Chapter 10: Regular Expressions

¶ At various points in the previous chapters, we had to look for patterns in string values. In chapter 4 we extracted date values from strings by writing out the precise positions at which the numbers that were part of the date could be found. Later, in chapter 6, we saw some particularly ugly pieces of code for finding certain types of characters in a string, for example the characters that had to be escaped in HTML output.

¶ Regular expressions are a language for describing patterns in strings. They form a small, separate language, which is embedded inside JavaScript (and in various other programming languages, in one way or another). It is not a very readable language ― big regular expressions tend to be completely unreadable. But, it is a useful tool, and can really simplify string-processing programs.

¶ Just like strings get written between quotes, regular expression patterns get written between slashes (/). This means that slashes inside the expression have to be escaped.

var slash = /\//;
show("AC/DC".search(slash));

¶ The search method resembles indexOf, but it searches for a regular expression instead of a string. Patterns specified by regular expressions can do a few things that strings can not do. For a start, they allow some of their elements to match more than a single character.

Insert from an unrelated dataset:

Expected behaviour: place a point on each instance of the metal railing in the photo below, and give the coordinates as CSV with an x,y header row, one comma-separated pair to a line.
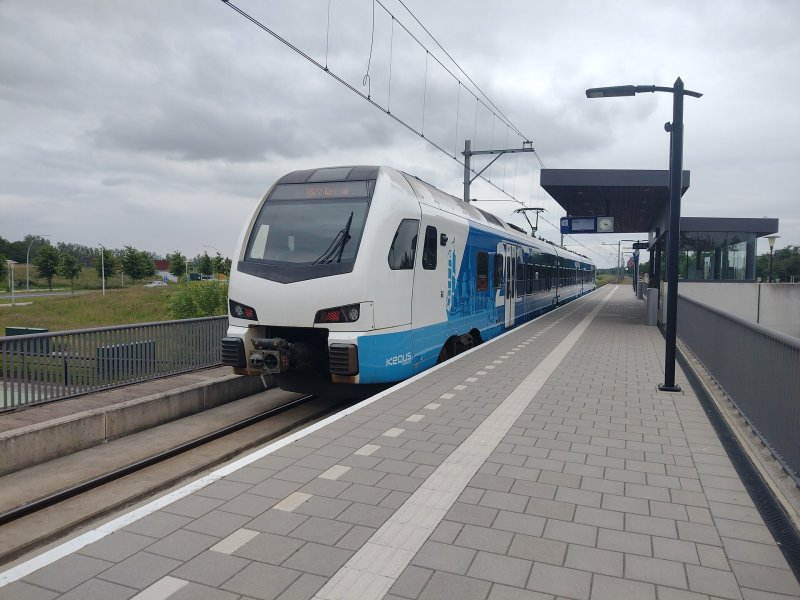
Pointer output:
x,y
51,366
757,367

In chapter 6, when extracting mark-up from a document, we needed to find the first asterisk or opening brace in a string. That could be done like this:

var asteriskOrBrace = /[\{\*]/;
var story =
  "We noticed the *giant sloth*, hanging from a giant branch.";
show(story.search(asteriskOrBrace));

¶ The [ and ] characters have a special meaning inside a regular expression. They can enclose a set of characters, and they mean 'any of these characters'. Most non-alphanumeric characters have some special meaning inside a regular expression, so it is a good idea to always escape them with a backslash1 when you use them to refer to the actual characters.

¶ There are a few shortcuts for sets of characters that are needed often. The dot (.) can be used to mean 'any character that is not a newline', an escaped 'd' (\d) means 'any digit', an escaped 'w' (\w) matches any alphanumeric character (including underscores, for some reason), and an escaped 's' (\s) matches any white-space (tab, newline, space) character.

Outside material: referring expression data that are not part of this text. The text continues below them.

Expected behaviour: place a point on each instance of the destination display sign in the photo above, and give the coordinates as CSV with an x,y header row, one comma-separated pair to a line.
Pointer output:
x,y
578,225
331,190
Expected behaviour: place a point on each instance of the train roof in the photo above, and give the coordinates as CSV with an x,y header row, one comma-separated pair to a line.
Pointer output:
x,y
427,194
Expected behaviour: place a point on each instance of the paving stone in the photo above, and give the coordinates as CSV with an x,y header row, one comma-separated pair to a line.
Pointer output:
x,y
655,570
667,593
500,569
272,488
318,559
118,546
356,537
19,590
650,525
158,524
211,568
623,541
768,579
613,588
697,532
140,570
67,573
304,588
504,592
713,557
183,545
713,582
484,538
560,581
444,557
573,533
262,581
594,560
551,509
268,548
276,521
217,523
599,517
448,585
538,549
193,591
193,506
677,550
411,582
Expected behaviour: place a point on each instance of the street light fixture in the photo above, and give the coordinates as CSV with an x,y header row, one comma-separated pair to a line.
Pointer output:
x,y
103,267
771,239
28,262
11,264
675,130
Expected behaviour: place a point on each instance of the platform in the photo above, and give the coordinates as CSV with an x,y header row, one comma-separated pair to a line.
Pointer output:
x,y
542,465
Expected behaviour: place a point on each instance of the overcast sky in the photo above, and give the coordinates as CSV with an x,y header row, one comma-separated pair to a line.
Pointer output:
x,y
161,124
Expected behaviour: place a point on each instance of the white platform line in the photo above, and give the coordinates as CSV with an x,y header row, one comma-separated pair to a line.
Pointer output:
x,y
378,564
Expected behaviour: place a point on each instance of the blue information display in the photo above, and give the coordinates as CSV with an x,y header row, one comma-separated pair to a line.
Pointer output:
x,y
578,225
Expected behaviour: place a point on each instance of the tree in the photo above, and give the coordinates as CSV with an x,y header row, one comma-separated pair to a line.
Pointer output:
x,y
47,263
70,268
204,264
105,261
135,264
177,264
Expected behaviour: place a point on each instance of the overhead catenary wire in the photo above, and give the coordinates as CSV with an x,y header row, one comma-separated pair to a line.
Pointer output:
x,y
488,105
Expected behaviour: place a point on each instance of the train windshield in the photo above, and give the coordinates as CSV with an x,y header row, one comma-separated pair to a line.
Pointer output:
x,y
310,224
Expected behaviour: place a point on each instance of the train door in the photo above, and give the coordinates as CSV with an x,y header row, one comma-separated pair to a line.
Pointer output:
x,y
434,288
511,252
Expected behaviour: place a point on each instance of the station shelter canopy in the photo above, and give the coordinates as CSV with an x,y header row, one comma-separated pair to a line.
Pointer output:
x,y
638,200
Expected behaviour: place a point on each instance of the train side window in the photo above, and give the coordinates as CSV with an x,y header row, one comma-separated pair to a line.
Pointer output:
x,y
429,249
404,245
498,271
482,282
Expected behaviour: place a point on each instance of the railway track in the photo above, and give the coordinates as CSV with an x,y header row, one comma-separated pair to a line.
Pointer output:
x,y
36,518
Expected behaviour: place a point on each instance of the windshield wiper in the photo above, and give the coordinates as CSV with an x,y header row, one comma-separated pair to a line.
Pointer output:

var digitSurroundedBySpace = /\s\d\s/;
show("1a 2 3d".search(digitSurroundedBySpace));

¶ The escaped 'd', 'w', and 's' can be replaced by their capital letter to mean their opposite. For example, \S matches any character that is not white-space. When using [ and ], a pattern can be inverted by starting with a ^ character:

var notABC = /[^ABC]/;
show("ABCBACCBBADABC".search(notABC));

¶ As you can see, the way regular expressions use characters to express patterns makes them A) very short, and B) very hard to read.

Ex. 10.1

¶ Write a regular expression that matches a date in the format "XX/XX/XXXX", where the Xs are digits. Test it against the string "born 15/11/2003 (mother Spot): White Fang".

var datePattern = /\d\d\/\d\d\/\d\d\d\d/;
show("born 15/11/2003 (mother Spot): White Fang".search(datePattern));

¶ Sometimes you need to make sure a pattern starts at the beginning of a string, or ends at its end. For this, the special characters ^ and $ can be used. The first matches the start of the string, the second the end.

show(/a+/.test("blah"));
show(/^a+$/.test("blah"));

¶ The first regular expression matches any string that contains an a character, the second only those strings that consist entirely of a characters.

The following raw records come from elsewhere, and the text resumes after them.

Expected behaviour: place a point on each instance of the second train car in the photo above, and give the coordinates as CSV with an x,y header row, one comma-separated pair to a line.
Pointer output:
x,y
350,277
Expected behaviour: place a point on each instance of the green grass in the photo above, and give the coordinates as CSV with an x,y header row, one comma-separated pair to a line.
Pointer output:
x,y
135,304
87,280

¶ Note that regular expressions are objects, and have methods. Their test method returns a boolean indicating whether the given string matches the expression.

¶ The code \b matches a 'word boundary', which can be punctuation, white-space, or the start or end of the string.

show(/cat/.test("concatenate"));
show(/\bcat\b/.test("concatenate"));

¶ Parts of a pattern can be allowed to be repeated a number of times. Putting an asterisk (*) after an element allows it to be repeated any number of times, including zero. A plus (+) does the same, but requires the pattern to occur at least one time. A question mark (?) makes an element 'optional' ― it can occur zero or one times.

var parenthesizedText = /\(.*\)/;
show("Its (the sloth's) claws were gigantic!".search(parenthesizedText));

¶ When necessary, braces can be used to be more precise about the amount of times an element may occur. A number between braces ({4}) gives the exact amount of times it must occur. Two numbers with a comma between them ({3,10}) indicate that the pattern must occur at least as often as the first number, and at most as often as the second one. Similarly, {2,} means two or more occurrences, while {,4} means four or less.

var datePattern = /\d{1,2}\/\d\d?\/\d{4}/;
show("born 15/11/2003 (mother Spot): White Fang".search(datePattern));

¶ The pieces /\d{1,2}/ and /\d\d?/ both express 'one or two digits'.

Ex. 10.2

¶ Write a pattern that matches e-mail addresses. For simplicity, assume that the parts before and after the @ can contain only alphanumeric characters and the characters . and - (dot and dash), while the last part of the address, the country code after the last dot, may only contain alphanumeric characters, and must be two or three characters long.

var mailAddress = /\b[\w\.-]+@[\w\.-]+\.\w{2,3}\b/;

show(mailAddress.test("kenny@test.net"));
show(mailAddress.test("I mailt kenny@tets.nets, but it didn wrok!"));
show(mailAddress.test("the_giant_sloth@gmail.com"));

¶ The \bs at the start and end of the pattern make sure that the second string does not match.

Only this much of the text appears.